This observation implies that Proposition 3.2 remains true if the word ‘label’ is replaced by either ‘column’ or ‘row’ and we interpret ‘ring decompositions’ in the appropriate way—that is, after permuting the coordinates. (To put it slightly differently, to perform a column ring decomposition, one can interchange the column and label coordinates, perform a label ring decomposition, and interchange the column and label coordinates again). Thus, we will in fact be able to find decompositions of all three kinds of 2r-cycles. This will be crucial for our argument in Sect. 5.

Theorem 3.3

Fix $\epsilon \le 10^{-3}$ and $k\ge 100$. Let A be a 3-uniform, linear hypergraph that contains at least $\epsilon n^5$ octahedra. Then there exists a sequence $A=A_0\supset A_1\supset \dots $ such that each $A_i$ has density at least $\alpha _i(\epsilon ,k)$ and $A_i$ contains at least $\epsilon _i(\epsilon ,k)n^5$ octahedra, and for each $r=2,\dots ,k$, every 2r-cycle in $A_i$ has at least $\gamma _i(\epsilon ,k) n^{2r}$ different $\theta _i(\epsilon ,k)$-popular ring decompositions in $A_{i-1}$. Each of the parameters $\alpha _i,\epsilon _i,\theta _i,\gamma _i$ may be chosen to be at least $\epsilon ^{k^{15i}}$.

Proof

Let $A_0=A$. We now repeatedly use Proposition 3.2. Once we have chosen $A_i$, we apply Proposition 3.2 to pass to a dense subset $B_i^{(1)}$ in which all label 2r-cycles have at least $\gamma _in^{2r}$ different $\theta _i$-popular ring decompositions in $A_i^{(1)}$ for $2\le r\le k$. We then apply the proposition to pass to a dense subset $B_i^{(2)}$ of $B_i^{(1)}$ in which all column 2r-cycles have at least $\gamma _i'n^{2r}$ different $\theta _i'$-popular ring decompositions in $B_i^{(1)}$ for $2\le r\le k$. Finally, we apply the proposition to pass to a dense subset $B_i^{(3)}$ of $B_i^{(2)}$ such that all row 2r-cycles have at least $\gamma _i''n^{2r}$ different $\theta _i''$-popular ring decompositions in $B_i^{(2)}$ for $2\le r\le k$. The dependence between these parameters, which we shall discuss in more detail in a moment, is given by Proposition 3.2. We now set $A_{i+1}$ to be $B_i^{(3)}$.

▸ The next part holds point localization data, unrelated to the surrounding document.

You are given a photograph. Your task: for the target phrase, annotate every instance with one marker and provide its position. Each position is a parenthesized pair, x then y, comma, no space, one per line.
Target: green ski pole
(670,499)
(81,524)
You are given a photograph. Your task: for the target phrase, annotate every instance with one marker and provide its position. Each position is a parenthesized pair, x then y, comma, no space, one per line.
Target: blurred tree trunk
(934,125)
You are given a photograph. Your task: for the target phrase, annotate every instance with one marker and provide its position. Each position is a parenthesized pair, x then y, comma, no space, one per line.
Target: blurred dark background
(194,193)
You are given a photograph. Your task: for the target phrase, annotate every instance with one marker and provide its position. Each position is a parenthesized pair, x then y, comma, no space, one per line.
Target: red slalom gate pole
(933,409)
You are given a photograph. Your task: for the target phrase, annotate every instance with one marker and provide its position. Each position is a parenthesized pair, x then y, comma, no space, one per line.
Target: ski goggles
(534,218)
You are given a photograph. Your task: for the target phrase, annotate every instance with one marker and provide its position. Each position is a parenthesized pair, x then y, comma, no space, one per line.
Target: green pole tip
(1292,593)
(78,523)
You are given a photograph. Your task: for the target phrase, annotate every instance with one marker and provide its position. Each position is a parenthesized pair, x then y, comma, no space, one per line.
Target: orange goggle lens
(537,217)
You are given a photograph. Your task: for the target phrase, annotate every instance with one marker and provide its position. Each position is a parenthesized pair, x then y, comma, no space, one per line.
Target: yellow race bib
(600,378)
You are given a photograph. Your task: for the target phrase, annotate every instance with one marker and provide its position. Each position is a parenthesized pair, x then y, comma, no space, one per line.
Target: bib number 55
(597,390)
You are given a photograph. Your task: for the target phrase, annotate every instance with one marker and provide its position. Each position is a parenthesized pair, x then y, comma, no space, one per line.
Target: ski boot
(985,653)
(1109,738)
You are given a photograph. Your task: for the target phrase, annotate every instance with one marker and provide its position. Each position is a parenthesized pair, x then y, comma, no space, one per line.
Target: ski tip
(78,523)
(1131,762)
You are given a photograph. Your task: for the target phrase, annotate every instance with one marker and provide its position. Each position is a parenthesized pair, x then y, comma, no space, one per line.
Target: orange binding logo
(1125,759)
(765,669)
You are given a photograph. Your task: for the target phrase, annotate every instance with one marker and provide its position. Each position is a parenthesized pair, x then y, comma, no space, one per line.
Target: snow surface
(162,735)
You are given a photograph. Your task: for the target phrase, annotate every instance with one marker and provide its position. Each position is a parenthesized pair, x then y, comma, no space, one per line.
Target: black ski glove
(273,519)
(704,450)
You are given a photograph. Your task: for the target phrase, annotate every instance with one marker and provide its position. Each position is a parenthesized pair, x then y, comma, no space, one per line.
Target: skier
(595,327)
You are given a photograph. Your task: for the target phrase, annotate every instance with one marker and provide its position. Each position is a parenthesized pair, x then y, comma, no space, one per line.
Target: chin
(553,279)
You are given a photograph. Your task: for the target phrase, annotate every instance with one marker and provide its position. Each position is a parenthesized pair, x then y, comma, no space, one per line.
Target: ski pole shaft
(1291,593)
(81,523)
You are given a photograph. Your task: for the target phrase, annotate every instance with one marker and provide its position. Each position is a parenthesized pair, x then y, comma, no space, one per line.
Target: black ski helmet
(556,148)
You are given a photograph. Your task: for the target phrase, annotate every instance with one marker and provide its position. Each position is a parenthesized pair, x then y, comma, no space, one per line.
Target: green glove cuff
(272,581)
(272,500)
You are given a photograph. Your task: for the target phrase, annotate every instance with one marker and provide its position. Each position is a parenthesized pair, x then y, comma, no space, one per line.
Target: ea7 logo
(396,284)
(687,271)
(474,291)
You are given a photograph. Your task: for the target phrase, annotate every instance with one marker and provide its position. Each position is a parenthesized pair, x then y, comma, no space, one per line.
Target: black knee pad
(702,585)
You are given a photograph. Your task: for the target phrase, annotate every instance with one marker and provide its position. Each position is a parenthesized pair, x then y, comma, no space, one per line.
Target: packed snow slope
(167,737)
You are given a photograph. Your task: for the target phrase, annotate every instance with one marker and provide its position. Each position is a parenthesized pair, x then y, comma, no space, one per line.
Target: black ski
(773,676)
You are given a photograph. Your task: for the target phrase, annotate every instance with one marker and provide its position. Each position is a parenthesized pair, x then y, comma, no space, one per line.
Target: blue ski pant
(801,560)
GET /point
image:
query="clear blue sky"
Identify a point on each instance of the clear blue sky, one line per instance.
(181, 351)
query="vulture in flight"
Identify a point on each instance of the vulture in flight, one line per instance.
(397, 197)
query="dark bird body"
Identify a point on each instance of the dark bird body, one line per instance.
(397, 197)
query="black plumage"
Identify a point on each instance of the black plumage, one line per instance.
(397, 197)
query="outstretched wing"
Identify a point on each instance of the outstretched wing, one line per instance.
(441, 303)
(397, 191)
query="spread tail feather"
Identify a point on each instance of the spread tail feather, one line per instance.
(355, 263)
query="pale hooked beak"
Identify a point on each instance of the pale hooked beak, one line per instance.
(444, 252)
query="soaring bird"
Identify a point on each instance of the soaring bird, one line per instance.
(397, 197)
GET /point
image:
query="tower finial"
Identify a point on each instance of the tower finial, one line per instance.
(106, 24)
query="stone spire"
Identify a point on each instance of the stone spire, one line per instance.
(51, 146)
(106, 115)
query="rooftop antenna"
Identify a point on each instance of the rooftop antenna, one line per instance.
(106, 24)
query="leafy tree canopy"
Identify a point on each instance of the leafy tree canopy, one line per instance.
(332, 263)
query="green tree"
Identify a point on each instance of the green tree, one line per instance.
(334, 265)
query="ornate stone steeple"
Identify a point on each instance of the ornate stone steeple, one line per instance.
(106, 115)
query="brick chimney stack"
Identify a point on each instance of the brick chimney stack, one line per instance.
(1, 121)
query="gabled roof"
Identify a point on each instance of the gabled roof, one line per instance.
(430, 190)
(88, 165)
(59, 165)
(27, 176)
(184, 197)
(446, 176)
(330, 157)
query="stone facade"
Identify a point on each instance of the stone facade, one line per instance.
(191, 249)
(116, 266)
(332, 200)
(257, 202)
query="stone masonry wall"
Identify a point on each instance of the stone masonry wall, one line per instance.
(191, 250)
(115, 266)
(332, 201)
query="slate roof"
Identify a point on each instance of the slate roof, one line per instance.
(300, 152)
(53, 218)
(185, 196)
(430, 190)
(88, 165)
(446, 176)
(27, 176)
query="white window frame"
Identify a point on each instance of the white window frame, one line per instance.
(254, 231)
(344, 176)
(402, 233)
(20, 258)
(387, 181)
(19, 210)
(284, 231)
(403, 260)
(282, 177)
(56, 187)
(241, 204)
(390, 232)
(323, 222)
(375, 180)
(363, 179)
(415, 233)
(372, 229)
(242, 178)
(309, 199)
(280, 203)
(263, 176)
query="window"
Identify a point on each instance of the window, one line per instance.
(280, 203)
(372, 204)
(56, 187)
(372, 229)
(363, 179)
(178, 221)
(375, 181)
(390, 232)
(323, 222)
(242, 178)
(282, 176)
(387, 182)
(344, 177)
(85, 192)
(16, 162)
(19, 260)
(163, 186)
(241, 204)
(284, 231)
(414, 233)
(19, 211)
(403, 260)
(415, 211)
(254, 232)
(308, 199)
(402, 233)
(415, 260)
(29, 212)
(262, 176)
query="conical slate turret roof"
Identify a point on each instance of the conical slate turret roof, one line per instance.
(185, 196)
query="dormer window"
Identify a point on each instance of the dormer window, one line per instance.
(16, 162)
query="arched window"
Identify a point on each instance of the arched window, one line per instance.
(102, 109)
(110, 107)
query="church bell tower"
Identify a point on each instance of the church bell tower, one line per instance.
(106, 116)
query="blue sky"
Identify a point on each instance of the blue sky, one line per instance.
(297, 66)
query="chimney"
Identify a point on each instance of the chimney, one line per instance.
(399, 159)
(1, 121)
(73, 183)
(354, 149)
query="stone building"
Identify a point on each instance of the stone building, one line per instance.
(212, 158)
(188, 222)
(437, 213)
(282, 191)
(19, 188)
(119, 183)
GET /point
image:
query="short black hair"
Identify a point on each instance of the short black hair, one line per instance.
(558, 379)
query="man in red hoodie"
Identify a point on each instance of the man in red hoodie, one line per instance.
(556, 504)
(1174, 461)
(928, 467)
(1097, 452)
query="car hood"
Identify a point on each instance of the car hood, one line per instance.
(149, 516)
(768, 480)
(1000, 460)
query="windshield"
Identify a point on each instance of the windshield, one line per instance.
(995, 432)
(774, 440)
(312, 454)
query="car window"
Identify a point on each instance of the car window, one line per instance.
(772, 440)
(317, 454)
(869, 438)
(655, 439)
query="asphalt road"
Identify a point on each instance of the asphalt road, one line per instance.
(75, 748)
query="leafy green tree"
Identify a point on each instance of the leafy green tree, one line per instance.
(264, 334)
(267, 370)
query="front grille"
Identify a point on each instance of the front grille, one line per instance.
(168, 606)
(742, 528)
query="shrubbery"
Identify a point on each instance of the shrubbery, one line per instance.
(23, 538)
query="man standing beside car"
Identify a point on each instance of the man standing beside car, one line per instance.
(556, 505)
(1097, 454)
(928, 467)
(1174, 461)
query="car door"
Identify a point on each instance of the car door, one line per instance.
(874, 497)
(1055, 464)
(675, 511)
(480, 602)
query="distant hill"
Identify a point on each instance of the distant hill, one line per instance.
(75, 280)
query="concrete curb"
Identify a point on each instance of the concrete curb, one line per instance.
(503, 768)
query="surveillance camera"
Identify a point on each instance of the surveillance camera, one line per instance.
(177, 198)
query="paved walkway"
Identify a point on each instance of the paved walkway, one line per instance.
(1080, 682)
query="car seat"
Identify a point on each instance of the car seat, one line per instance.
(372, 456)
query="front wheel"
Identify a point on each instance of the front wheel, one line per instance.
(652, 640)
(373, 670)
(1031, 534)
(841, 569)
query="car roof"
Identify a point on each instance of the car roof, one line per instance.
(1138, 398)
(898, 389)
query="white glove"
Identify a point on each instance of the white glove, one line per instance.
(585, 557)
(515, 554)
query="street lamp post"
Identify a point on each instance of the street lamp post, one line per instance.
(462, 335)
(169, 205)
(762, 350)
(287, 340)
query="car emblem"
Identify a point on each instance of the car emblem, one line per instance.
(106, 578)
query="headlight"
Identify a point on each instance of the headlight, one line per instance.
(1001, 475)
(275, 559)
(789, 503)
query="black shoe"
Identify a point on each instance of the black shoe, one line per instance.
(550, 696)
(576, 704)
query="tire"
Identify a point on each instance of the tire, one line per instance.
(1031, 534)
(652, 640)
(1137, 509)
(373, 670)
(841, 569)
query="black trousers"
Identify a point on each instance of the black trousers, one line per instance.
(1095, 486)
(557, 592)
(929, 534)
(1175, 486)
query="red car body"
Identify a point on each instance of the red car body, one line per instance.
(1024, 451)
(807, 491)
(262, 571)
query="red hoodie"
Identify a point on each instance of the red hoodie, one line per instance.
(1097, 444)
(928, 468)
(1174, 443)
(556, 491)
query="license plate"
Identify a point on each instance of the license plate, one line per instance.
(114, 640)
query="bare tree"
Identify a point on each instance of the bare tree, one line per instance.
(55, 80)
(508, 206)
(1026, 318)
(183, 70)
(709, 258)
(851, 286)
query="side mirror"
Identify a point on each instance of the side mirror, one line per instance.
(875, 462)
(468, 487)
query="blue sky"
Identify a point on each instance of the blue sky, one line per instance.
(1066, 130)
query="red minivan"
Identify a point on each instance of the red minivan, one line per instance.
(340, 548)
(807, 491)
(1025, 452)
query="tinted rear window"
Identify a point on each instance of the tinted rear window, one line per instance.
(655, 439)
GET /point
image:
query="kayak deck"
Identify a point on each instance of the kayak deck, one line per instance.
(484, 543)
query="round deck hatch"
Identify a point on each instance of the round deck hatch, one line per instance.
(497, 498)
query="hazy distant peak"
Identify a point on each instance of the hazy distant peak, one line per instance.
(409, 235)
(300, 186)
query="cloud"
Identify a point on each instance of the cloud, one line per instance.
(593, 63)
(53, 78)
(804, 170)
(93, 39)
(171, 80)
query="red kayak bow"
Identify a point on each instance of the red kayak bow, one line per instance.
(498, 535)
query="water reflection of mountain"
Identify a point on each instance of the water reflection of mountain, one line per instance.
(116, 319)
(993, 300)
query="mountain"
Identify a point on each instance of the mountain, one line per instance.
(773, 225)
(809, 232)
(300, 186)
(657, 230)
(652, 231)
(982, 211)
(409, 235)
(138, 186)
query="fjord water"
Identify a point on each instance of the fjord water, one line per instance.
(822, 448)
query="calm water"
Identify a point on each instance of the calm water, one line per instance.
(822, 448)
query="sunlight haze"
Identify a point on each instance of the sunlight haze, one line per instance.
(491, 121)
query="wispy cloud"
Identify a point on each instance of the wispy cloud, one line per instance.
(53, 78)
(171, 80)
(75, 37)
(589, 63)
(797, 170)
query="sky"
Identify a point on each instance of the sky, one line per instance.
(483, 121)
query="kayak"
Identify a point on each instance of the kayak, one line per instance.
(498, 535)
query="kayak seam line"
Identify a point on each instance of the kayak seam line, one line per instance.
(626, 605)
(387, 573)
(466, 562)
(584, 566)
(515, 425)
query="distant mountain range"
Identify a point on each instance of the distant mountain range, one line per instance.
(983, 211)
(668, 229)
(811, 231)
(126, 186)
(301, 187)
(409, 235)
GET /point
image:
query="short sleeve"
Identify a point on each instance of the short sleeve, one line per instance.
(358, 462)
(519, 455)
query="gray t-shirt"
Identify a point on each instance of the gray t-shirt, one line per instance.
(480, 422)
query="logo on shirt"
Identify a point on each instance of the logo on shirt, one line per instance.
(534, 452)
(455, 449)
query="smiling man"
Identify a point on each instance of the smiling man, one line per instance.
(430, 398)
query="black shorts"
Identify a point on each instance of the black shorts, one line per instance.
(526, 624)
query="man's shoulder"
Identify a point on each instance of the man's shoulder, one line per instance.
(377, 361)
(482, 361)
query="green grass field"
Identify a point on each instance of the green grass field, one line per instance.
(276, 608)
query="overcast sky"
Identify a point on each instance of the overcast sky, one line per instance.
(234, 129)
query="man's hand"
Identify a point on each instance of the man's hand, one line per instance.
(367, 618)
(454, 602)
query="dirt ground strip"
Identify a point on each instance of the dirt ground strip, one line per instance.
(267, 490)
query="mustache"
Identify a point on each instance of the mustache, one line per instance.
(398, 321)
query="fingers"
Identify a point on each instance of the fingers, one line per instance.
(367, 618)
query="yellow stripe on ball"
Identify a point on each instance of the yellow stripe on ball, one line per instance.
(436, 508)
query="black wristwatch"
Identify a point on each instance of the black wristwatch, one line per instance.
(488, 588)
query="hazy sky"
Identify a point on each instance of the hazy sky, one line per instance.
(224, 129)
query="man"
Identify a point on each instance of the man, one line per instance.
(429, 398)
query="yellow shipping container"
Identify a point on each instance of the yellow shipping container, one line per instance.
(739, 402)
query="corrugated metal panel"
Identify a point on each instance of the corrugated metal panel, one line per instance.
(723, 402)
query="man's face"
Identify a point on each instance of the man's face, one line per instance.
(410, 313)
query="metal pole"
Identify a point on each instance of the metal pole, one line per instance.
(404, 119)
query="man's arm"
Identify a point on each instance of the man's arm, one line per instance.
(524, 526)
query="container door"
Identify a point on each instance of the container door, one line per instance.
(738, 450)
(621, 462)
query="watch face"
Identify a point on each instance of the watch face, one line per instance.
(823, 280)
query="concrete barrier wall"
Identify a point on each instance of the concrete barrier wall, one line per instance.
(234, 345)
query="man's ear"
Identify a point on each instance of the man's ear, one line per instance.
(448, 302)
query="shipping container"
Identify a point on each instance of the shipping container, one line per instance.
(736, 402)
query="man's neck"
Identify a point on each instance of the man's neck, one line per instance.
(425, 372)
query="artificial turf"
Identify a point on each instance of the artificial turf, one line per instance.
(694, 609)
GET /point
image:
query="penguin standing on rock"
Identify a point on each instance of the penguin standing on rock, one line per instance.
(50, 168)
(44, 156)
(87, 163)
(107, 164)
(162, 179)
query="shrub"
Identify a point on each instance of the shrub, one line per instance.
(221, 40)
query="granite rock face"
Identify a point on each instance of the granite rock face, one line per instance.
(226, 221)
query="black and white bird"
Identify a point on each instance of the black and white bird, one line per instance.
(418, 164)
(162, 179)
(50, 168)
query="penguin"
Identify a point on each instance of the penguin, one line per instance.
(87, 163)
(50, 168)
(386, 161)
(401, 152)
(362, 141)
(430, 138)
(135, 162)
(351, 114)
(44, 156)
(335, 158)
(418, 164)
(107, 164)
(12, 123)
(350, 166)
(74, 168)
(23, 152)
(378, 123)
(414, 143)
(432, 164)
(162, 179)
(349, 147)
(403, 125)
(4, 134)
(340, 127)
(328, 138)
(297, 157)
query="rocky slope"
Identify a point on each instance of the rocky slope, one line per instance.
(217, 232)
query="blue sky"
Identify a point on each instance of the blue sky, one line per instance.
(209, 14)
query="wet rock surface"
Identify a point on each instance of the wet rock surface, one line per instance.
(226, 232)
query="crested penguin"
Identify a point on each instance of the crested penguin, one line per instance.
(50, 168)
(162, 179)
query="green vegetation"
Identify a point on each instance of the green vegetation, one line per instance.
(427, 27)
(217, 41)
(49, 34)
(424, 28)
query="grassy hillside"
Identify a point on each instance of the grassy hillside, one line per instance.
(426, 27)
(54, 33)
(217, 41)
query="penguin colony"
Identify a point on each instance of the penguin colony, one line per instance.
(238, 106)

If the density of $A_i$ is $\alpha _i$ and the number of octahedra in $A_i$ is $\epsilon _in^5$, then the density of $B_i^{(1)}$ is at least $\epsilon _i^{80}$. Moreover, the octahedron count of $B_i^{(1)}$ is at least $\epsilon _i^{70k^3}n^5$. Therefore, the density of $B_i^{(2)}$ is at least

$$\begin{aligned} (\epsilon _i^{70k^3})^{80}\ge \epsilon _i^{2^{13}k^3} \end{aligned}$$

and the octahedron count of $B_i^{(2)}$ is at least

$$\begin{aligned} (\epsilon _i^{70k^3})^{70k^3}\ge \epsilon _i^{2^{13}k^6}. \end{aligned}$$

This implies that the density of $B_i^{(3)}$ is at least

$$\begin{aligned} (\epsilon _i^{2^{13}k^6})^{80}\ge \epsilon _i^{2^{20}k^6} \ge \epsilon _i^{k^{15}} \end{aligned}$$

and the octahedron count is at least

$$\begin{aligned} (\epsilon _i^{2^{13}k^6})^{70k^3}n^5\ge \epsilon _i^{2^{20}k^9}n^5 \ge \epsilon _i^{k^{15}}n^5. \end{aligned}$$

Lastly, we also have

$$\begin{aligned} \theta _i''\ge (\epsilon _i^{2^{13}k^6})^{35k^3}\ge \epsilon _i^{2^{19}k^9} \ge \epsilon _i^{k^{15}} \end{aligned}$$

and

$$\begin{aligned} \gamma _i''\ge (\epsilon _i^{2^{13}k^6})^{80k^2}\ge \epsilon _i^{2^{20}k^8} \ge \epsilon _i^{k^{15}}. \end{aligned}$$

Note also that $\gamma _i,\gamma _i'\ge \gamma _i''$ and $\theta _i,\theta _i'\ge \theta _i''$ since the octahedron counts of $B_i^{(1)}$ and $B_i^{(2)}$ are larger than that of $B_i^{(3)}$.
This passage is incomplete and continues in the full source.